O documento, apresentado pelo Bahrein em nome do Conselho de Cooperação do Golfo (CCG), bloco que reúne monarquias árabes do Golfo Pérsico, condena os ataques retaliatórios realizados por Teerã com mísseis e drones contra bases militares estadunidenses instaladas na Jordânia e em países árabes do Golfo e exige que o Irã cesse imediatamente tais operações militares. A resolução foi aprovada com 13 votos favoráveis, enquanto Rússia e China optaram pela abstenção, denunciando o caráter seletivo do texto e a tentativa de responsabilizar apenas a República Islâmica pelo agravamento da situação regional.

Durante a sessão do Conselho de Segurança, o representante permanente da Rússia na ONU, Vassily Nebenzia, declarou que a medida não contribuirá para a paz no Oriente Médio. “A resolução adotada não pode alcançar a paz no Oriente Médio. Ela apenas exacerbará as divergências entre os principais atores da região”, afirmou Nebenzia, acrescentando que o documento ignora a natureza “não provocada” da agressão conduzida pelos Estados Unidos e por Israel contra o Irã. O diplomata russo advertiu que uma decisão favorável do Conselho poderia ser interpretada por aqueles que iniciaram a ofensiva militar como uma espécie de autorização internacional para continuar a guerra. “Uma decisão positiva do Conselho sobre este documento poderia ser interpretada por atores inescrupulosos, especialmente por aqueles que instigaram esta guerra, como uma ‘bênção’ para continuarem as ações agressivas contra o Irã”, declarou. Nebenzia destacou ainda que o texto aprovado distorce a relação de causa e efeito a ponto de permitir que observadores desinformados acreditem que o Irã iniciou hostilidades contra seus vizinhos árabes sem provocação.

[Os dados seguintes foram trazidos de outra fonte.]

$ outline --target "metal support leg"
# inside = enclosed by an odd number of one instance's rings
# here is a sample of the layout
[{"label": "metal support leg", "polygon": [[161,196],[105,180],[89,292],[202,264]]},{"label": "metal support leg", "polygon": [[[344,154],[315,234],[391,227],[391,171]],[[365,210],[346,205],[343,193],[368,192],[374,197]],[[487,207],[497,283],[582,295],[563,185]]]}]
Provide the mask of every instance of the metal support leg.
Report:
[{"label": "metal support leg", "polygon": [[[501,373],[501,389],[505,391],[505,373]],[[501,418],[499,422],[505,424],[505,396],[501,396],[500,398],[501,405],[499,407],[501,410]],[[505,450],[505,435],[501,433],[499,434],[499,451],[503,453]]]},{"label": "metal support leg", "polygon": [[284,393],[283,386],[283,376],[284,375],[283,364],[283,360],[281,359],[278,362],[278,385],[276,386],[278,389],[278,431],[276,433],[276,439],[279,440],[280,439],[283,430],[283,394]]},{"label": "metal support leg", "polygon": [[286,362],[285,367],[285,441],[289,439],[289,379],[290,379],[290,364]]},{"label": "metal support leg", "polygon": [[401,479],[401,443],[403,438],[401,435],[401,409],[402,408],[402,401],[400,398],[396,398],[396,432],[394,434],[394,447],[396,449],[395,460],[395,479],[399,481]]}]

O embaixador da China na ONU, Zhang Jun, também criticou a resolução e afirmou que o conflito não possui legitimidade nem base legal no direito internacional, defendendo que Washington e Tel Aviv suspendam imediatamente os ataques para evitar uma escalada regional ainda mais perigosa. Segundo ambos os diplomatas, Rússia e China tentaram incluir no projeto de resolução uma seção que reconhecesse explicitamente os Estados Unidos e Israel como responsáveis pelo início da guerra, mas a proposta foi rejeitada pelos patrocinadores do documento.

A atual escalada começou em 28 de fevereiro, quando ataques coordenados de forças israelenses e estadunidenses contra Teerã e outras cidades iranianas resultaram no martírio do Líder da Revolução Islâmica, o aiatolá Seyed Ali Khamenei, além da morte de altos comandantes militares e de mais de 1.300 civis, incluindo crianças, segundo autoridades iranianas. Os bombardeios atingiram também infraestrutura civil, como escolas e hospitais. Em resposta, Teerã lançou ataques de retaliação contra bases militares estadunidenses na região e contra posições israelenses nos territórios ocupados, insistindo que suas operações permanecem limitadas a alvos militares no âmbito do direito à legítima defesa.

Em conversa telefônica com o primeiro-ministro do Paquistão, Shahbaz Sharif, o presidente iraniano Masoud Pezeshkian reiterou que “apenas as bases de onde os ataques contra o nosso território são lançados serão atacadas, no âmbito da legítima defesa”, enfatizando que a responsabilidade pela escalada recai sobre a ofensiva militar iniciada por Washington e Tel Aviv.